Australia akan bergabung kembali dengan Dana Iklim Global yang ditinggalkannya pada tahun 2018

Banyu Uwir

Australia akan bergabung kembali dengan Dana Iklim Global yang ditinggalkannya pada tahun 2018

Australia telah mengumumkan akan bergabung kembali dengan dana iklim PBB yang dibentuk untuk membantu negara-negara miskin menghadapi tantangan pemanasan global menjelang konferensi donor utama.

Dana Iklim Hijau (GCF), yang terbesar di dunia, dibentuk sebagai bagian dari Perjanjian Paris tentang Perubahan Iklim pada tahun 2015 dan sejauh ini telah menyetujui proyek-proyek senilai hampir $13 miliar di 128 negara.

Australia menarik diri dari inisiatif ini di bawah pemerintahan sayap kanan sebelumnya pada tahun 2018, setelah menyumbangkan sekitar 200 juta dolar Australia ($127,4 juta) selama empat tahun keanggotaannya.

Juru bicara Menteri Luar Negeri Penny Wong mengatakan Australia mengakui GCF sebagai dana iklim yang “paling menonjol” di dunia, dan merupakan penyelamat bagi negara-negara kepulauan di Pasifik.

“Kami telah menerima masukan dari mitra kami di Pasifik mengenai cara terbaik untuk mengarahkan upaya pendanaan iklim kami dan memastikan semua elemen memenuhi prioritas Pasifik,” kata juru bicara tersebut.

Pulau-pulau di Pasifik termasuk yang paling rentan terhadap perubahan iklim karena kenaikan permukaan air laut dan badai yang lebih sering dan hebat yang menyertai peningkatan suhu global.

“Sumbangan kecil” akan diberikan pada dana tersebut pada akhir tahun ini, juru bicara Wong menambahkan, tanpa menyebutkan angkanya secara spesifik.

Keputusan Australia untuk mundur ini terjadi menjelang konferensi donor GCF di kota Bonn, Jerman, pada Kamis malam, namun hal ini juga mencerminkan pentingnya kawasan Pasifik bagi Australia, seiring dengan upaya Beijing untuk memperluas pengaruhnya di wilayah tersebut.

Pendanaan adalah salah satu topik paling kontroversial dalam diplomasi iklim internasional karena dunia bertujuan untuk membatasi pemanasan hingga 1,5 derajat Celcius di atas tingkat pra-industri.

Negara-negara berkembang yang paling tidak bertanggung jawab terhadap perubahan iklim mencari dukungan dari negara-negara kaya yang menghasilkan polusi – baik untuk beradaptasi terhadap dampak cuaca ekstrem maupun melakukan transisi ke energi terbarukan.

Direktur eksekutif GCF Mafalda Duarte meminta para pendukung dana tersebut untuk sepenuhnya menghormati “visi awal dan potensi uniknya”.
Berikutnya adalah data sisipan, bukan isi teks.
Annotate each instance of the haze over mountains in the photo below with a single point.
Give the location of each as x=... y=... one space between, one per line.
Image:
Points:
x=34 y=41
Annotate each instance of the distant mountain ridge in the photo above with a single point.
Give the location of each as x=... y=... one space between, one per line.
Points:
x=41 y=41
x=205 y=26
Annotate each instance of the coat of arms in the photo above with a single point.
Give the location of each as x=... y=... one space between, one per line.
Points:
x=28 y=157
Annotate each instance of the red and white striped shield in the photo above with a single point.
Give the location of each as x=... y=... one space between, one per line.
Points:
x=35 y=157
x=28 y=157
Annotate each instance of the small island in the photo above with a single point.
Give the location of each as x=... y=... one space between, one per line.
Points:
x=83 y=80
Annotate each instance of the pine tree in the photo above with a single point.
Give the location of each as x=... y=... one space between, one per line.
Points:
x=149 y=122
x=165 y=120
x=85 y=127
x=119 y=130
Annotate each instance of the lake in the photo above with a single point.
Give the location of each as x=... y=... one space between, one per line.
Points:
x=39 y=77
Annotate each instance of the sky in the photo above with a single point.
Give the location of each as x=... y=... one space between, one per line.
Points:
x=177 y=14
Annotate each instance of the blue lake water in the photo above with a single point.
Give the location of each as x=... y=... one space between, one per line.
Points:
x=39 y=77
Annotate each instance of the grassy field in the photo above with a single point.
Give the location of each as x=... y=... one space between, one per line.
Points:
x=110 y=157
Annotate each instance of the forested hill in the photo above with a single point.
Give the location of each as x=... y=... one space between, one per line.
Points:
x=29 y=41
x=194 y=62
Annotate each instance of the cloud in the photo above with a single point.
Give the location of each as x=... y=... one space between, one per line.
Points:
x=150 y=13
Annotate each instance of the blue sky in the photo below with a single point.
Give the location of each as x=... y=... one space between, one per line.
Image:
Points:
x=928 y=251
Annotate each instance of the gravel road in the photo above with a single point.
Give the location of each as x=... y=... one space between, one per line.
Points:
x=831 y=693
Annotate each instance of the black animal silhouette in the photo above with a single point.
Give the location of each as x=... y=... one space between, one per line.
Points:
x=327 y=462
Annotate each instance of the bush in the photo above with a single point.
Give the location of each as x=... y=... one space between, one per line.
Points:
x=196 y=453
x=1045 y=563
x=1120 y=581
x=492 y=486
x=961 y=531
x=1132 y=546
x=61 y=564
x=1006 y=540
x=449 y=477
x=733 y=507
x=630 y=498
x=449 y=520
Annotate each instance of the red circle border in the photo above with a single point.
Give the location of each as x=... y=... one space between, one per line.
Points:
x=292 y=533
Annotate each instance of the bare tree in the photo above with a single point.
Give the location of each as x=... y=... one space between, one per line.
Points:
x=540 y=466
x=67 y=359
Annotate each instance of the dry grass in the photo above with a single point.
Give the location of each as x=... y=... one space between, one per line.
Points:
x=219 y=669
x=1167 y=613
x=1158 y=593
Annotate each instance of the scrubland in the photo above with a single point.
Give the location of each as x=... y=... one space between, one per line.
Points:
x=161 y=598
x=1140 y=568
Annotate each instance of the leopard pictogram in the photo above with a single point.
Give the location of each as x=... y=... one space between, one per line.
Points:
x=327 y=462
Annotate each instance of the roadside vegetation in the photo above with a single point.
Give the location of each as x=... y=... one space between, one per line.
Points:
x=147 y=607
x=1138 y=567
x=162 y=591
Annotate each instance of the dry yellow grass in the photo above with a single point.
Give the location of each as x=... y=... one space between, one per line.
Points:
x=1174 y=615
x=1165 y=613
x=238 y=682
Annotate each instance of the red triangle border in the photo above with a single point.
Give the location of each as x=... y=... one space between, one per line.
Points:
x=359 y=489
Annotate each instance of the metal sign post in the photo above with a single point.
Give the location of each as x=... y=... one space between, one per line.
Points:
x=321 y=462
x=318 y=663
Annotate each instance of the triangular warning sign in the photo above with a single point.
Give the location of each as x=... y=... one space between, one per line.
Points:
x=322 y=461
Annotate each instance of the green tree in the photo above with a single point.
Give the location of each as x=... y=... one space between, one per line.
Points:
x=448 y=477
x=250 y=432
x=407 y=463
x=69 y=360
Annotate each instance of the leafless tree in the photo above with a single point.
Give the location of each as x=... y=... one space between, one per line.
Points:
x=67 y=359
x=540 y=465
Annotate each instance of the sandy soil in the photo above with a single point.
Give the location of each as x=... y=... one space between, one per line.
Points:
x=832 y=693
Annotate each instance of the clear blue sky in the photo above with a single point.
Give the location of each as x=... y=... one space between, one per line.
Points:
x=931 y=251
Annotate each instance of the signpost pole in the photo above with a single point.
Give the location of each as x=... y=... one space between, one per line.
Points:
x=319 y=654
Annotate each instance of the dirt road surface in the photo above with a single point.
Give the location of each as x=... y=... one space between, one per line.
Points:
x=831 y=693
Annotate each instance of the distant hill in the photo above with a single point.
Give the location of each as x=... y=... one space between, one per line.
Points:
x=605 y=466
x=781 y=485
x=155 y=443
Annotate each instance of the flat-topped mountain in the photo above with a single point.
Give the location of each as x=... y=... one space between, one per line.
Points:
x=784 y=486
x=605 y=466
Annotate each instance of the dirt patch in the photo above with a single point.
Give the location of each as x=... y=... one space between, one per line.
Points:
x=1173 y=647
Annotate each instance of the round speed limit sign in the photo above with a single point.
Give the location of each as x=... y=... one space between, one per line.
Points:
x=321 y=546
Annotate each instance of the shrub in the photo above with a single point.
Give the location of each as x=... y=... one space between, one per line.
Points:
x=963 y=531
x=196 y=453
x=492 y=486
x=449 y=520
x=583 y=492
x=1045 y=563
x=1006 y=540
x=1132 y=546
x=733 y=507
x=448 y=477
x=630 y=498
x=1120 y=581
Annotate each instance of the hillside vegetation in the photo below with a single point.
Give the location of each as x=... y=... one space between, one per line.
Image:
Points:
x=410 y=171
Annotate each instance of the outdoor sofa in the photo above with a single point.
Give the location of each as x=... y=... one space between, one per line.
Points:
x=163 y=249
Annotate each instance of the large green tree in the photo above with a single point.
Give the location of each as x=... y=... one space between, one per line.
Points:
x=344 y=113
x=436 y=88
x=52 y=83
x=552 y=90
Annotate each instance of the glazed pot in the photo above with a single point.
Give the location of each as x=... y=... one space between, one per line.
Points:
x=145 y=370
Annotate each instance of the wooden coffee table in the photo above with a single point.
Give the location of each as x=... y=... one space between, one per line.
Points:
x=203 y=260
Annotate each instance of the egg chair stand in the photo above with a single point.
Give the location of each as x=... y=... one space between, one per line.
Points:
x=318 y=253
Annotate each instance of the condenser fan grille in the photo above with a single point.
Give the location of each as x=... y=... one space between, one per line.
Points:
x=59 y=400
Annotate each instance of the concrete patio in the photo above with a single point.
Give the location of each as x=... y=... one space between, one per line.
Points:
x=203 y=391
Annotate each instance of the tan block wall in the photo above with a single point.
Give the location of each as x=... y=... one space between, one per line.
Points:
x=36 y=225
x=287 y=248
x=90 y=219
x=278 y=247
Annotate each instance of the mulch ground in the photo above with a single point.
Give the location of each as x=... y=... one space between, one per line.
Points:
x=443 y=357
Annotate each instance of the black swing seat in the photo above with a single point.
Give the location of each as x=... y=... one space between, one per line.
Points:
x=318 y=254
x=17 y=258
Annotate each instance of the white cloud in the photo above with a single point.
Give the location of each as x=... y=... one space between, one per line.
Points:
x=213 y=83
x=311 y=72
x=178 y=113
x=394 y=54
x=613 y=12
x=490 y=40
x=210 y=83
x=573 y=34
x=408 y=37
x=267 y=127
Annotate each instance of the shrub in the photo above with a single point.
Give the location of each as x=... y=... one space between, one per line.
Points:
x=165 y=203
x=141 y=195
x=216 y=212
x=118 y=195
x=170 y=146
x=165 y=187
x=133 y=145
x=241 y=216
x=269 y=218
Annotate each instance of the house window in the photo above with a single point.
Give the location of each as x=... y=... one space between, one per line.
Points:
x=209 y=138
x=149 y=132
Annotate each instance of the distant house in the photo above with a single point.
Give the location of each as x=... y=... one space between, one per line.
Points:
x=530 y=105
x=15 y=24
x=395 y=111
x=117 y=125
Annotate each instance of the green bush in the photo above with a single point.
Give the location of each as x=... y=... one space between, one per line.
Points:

Melalui postingan di X, yang sebelumnya dikenal sebagai Twitter, dia menulis: “Kami melakukan ini bersama-sama. Penambahan anggota GCF adalah kesempatan untuk menunjukkan solidaritas global.”

GCF telah menetapkan visi “50by30” untuk mengelola $50 miliar pada tahun 2030 dengan fokus pada negara-negara berkembang antara tahun 2024 dan 2027.

Inggris dan Jerman telah menjanjikan miliaran dolar kepada GCF tahun ini, sementara Perancis juga bulan lalu menjanjikan komitmen sebesar 1,61 miliar euro (sekitar $1,7 miliar).

Amerika Serikat belum mengumumkan berapa jumlah yang akan mereka tawarkan.

Mereka menjanjikan sekitar $3 miliar untuk mobilisasi sumber daya pertama pada tahun 2014, namun pemerintahan penerus Presiden Donald Trump tidak memberikan apa pun lima tahun kemudian.

Amerika Serikat berjanji pada tahun 2022 untuk menjadikan perubahan iklim sebagai “prioritas tertinggi” setelah mengadakan pertemuan puncak penting dengan 14 pemimpin Pasifik di Washington, DC.